‘Max' a heartfelt dog story

This clunky melodrama is sentimental but mostly works.|

“Semper fidelis,” the Romans used to purr into their dogs’ ears, long before the Marine Corps adopted the Latin for “Always faithful” as their motto.

Most faithful of all? Marine Corps war dogs. That’s the message of “Max,” a touching if somewhat clunky crowd pleaser about one such dog who comes to live with the family of the soldier who died serving with him in Afghanistan.

One day, Max, a Belgian Malinois, is serving with his handler, Kyle (Robbie Amell) in Kandahar, sniffing out arms caches in villages controlled by the Taliban. An ambush leaves Kyle dead and Max refuses to leave his side.

Kyle’s Texas family, played by Lauren Graham, Thomas Haden Church and Josh Wiggins, are still in shock over the awful news when Max is brought to Kyle’s funeral.

I don’t know if this really happens at military funerals. But you’d have to be an ISIS sympathizer not to be tear up at this moving final reunion.

Trouble is, Max is in shock, inconsolable and too erratic to return to duty. The Wincott family - one-legged Corps vet dad, mourning mom and rebellious teen Justin - take him in.

“He’s your dog now,” dad (Haden Church) growls. Justin (Wiggins) has to put down the video games and try to calm a distraught animal that howls in the night, shakes in fear at fireworks and only will bond with the boy who smells like his beloved Kyle.

Justin gets little help from his sassy pal Chuy (Dejon LaQuake), a lot more from Chuy’s even sassier cousin, Carmen (Mia Xitlali).

Their family’s part of a long line of chihuahua hoarders.

Director and co-writer Boaz Yakin, whose best credit was “Remember the Titans,” shoves weighty subplots about Justin getting mixed up with crooks, thanks to his talent for burning copies of unreleased new video games, and the nefarious activities of one of Kyle’s comrades from the Corps. That gives Max a chance to battle the bad guys’ dogs and perform almost supernatural feats of tracking.

All the eye-rolling melodramatics may be crowd-pleasing, but it lengthens and clutters up the film.

The script, co-written by combat vet turned hack screenwriter Sheldon Lettich (“Lionheart,” “Legionnaire,” “Rambo III”), shoehorns in promising ideas like Justin’s dad’s intolerance and how “war hero” is sometimes an over-statement.

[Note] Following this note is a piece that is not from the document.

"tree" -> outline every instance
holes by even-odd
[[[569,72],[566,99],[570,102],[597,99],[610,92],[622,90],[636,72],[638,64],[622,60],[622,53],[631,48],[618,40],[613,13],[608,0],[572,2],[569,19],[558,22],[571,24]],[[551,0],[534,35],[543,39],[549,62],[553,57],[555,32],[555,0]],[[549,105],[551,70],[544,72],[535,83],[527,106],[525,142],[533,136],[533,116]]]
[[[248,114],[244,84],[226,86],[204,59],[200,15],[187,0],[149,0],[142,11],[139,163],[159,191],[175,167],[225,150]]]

And the film wraps itself in the flag like a lazy country music song.

But the heart of Max is a boy growing up and learning to understand an always faithful dog.

As sentimental and manipulative as their bonding moments are, they make “Max” work.

You don’t have to speak Latin to know a darned good dog, and a passable dog movie, when you see one.